Humans learning to do some kind of motor skill at a young age, like balancing on one foot, mostly measures their raw sample efficiency, while most human learning later in life, especially when we're learning to do a new cognitive, technical task, is where effective sample efficiency is most relevant.
Effective sample efficiency reduces to raw sample efficiency when it comes to convergence, i.e. mastering a specific skill. Tasks that take lots of practice, e.g. playing an instrument or a sport, often do derive some value from practicing _smarter_, but simply doing _more_ practice is usually indispensable. Human raw sample efficiency isn't necessarily amazing: it can take us thousands of hours to build muscle memory to master these sorts of skills. But in the early stages of learning a new task, our effective sample efficiency is much higher than our raw sample efficiency: we can adapt quickly by reasoning over past experiences.
E.g. for humans playing Atari games, like Montezuma's revenge, they can reason about what rooms they haven't seen before or what exits they haven't tried before to know where to explore next---they don't have to stumble around randomly until they obtain a reward, and even a "curiosity"-based reward signal doesn't fully encapsulate what humans do, since those require gradually learning through trial-and-error what behaviors _tend_ to lead to new states, rather than simply inferring what those behaviors would be through reasoning.
E.g. college undergrads can learn to do certain types of math problems by reading a textual description of what the problem and the solution method and maybe doing like, one practice problem. Whereas traditional RL with language models requires making repeated attempts at solving random instances of the problem until they stumble upon the correct output enough times to identify correlations between the problem statement and those correct outputs.
Most theoretical results about the sample efficiency of reinforcement learning apply to raw sample efficiency. Additionally, classical RL research often optimizes for raw sample efficiency while comparing to human effective sample efficiency.
However, improving effective sample efficiency isn't a question of designing better algorithms, but rather emerges with standard RL by designing the training environment well: training on tasks which, rather than rewarding just capability, actually require the agent to condition on previous experience to perform well.
Language models demonstrate some effective sample efficiency through in-context learning, but are limited by their training data. The internet has a lot of data corresponding to human behaviors, but not a lot of data about the process of learning those behaviors. This is sort of like the meta-CoT problem, but here, the true data generative process includes repeated interaction with an external environment, and reasoning about the states resulting from actions taken, not just reasoning in a vacuum over only your own language token outputs.
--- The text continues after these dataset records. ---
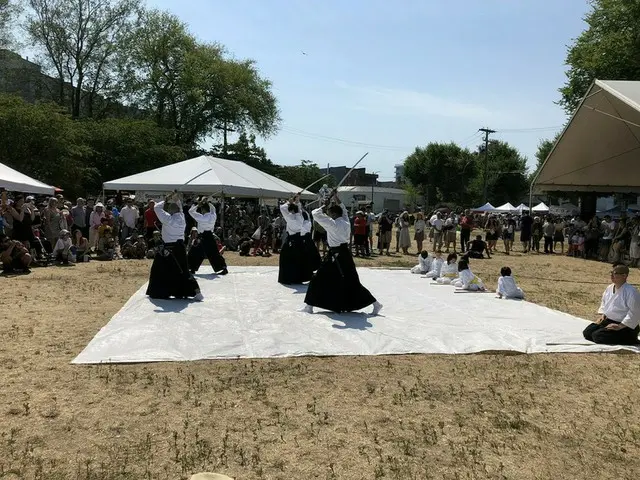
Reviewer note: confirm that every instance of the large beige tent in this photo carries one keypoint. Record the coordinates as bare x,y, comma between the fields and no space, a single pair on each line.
599,150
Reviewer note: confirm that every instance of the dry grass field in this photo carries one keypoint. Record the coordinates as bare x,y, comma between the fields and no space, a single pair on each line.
488,416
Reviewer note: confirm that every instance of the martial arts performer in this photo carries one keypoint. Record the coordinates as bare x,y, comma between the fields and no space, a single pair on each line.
619,312
312,256
449,270
424,263
507,287
294,266
170,276
336,285
207,246
466,279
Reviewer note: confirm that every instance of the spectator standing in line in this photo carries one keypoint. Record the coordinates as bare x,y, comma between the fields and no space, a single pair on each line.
129,217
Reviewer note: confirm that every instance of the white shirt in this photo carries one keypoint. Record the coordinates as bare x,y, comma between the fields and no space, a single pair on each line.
623,305
173,226
62,245
338,230
425,263
306,227
507,288
294,220
206,221
129,216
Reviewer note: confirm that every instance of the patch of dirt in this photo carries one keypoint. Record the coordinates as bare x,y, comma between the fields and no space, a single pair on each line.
400,417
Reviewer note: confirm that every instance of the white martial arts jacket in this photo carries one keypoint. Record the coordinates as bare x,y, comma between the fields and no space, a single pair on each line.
206,221
338,230
173,226
294,220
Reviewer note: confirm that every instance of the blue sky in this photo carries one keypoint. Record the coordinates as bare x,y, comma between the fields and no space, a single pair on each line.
384,77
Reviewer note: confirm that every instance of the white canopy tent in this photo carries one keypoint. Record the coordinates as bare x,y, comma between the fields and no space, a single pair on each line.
209,175
541,207
506,208
15,181
599,150
487,207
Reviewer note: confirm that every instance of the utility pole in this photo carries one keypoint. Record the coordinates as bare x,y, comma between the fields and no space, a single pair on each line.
486,131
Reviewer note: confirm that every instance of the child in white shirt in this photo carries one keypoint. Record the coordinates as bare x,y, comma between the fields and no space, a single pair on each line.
436,267
507,287
424,263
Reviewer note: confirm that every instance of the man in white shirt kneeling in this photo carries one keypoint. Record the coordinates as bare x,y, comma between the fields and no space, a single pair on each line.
619,310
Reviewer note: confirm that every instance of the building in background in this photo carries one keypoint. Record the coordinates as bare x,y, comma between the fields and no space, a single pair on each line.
399,173
392,199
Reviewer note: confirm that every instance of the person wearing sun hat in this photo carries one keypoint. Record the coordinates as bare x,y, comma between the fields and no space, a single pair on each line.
619,312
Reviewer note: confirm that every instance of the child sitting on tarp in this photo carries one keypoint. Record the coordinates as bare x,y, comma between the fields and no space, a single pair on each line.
449,270
424,263
507,287
466,278
436,266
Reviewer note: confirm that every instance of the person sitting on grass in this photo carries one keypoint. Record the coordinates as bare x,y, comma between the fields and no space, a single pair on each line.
14,255
619,312
436,266
507,287
477,248
467,280
424,263
449,271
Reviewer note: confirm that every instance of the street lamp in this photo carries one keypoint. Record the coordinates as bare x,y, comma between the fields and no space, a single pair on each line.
373,183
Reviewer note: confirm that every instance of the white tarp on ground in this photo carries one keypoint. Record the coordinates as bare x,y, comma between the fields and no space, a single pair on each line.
209,175
14,181
248,314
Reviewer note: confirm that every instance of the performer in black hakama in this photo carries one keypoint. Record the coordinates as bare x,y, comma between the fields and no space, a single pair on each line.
170,276
294,266
312,256
336,285
207,247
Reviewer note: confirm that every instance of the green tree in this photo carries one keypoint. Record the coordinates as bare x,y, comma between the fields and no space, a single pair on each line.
9,9
441,172
79,40
608,49
193,87
544,149
43,142
507,179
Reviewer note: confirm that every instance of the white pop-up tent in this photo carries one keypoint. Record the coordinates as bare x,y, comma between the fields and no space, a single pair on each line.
487,207
15,181
209,175
541,207
599,150
506,208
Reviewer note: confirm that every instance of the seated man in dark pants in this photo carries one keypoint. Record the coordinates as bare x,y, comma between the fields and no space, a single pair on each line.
619,310
477,248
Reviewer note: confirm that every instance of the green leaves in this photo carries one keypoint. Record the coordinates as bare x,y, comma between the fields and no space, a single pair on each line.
447,173
608,49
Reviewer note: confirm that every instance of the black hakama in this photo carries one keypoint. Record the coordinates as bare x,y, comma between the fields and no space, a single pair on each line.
207,248
170,275
336,285
294,264
312,256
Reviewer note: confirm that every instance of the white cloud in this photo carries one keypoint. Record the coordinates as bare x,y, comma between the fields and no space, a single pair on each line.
410,102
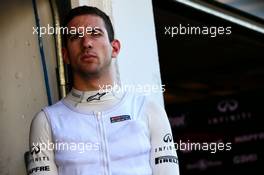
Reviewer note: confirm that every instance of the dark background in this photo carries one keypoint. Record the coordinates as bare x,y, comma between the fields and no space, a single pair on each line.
214,90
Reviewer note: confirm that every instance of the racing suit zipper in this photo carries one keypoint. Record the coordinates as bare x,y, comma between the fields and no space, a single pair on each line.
104,147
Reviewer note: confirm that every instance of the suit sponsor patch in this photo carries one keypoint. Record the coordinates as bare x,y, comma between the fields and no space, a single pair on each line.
120,118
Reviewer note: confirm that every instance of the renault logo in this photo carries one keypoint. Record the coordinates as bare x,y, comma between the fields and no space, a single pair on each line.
167,138
227,105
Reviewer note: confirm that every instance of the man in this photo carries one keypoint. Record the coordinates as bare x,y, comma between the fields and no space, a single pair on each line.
99,132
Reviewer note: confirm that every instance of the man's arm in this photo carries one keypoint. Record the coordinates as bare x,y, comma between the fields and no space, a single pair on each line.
41,152
164,160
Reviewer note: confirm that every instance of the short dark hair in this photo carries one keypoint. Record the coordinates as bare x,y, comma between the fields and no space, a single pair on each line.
89,10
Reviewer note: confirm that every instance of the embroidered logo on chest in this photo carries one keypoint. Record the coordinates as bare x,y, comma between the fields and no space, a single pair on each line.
120,118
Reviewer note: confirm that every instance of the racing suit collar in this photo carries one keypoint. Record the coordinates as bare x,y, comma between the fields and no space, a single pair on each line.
93,96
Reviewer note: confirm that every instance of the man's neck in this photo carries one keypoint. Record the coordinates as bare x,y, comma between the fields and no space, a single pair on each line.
92,83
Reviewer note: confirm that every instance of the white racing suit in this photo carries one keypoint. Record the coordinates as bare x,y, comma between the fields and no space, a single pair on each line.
102,133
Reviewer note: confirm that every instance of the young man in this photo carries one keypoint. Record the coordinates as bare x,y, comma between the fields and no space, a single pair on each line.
95,132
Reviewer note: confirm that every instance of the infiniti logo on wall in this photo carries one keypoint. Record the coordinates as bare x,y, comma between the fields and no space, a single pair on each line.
227,105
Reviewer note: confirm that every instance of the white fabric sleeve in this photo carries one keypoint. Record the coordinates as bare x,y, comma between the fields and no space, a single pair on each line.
41,156
164,159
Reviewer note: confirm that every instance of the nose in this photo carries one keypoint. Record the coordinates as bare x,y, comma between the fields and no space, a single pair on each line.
87,42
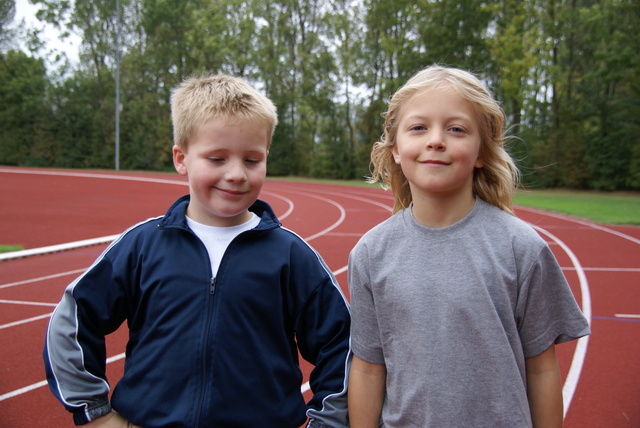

The simplest instantiation of training agents to condition on previous experience is the traditional meta-learning setup, where the agent is given a task sampled from a distribution of tasks, and has to learn to perform the task within some number of episodes. This... is fine, IMO, although it typically only induces "conditioning about your own attempts at the exact same task" and it requires the test-time evaluation to take the same format of some number of episodes in a row with resets in between. Obviously, human meta-learning occurs in a much less structured manner (i.e. no resets between attempts, not necessarily the exact same task each time, etc), as well as being able to condition on other forms of information, like language instructions. IMO, true effective sample efficiency will arise only from designing training environments which involve this kind of loosely-structured meta learning over a wide distribution of tasks with environment-provided language grounding.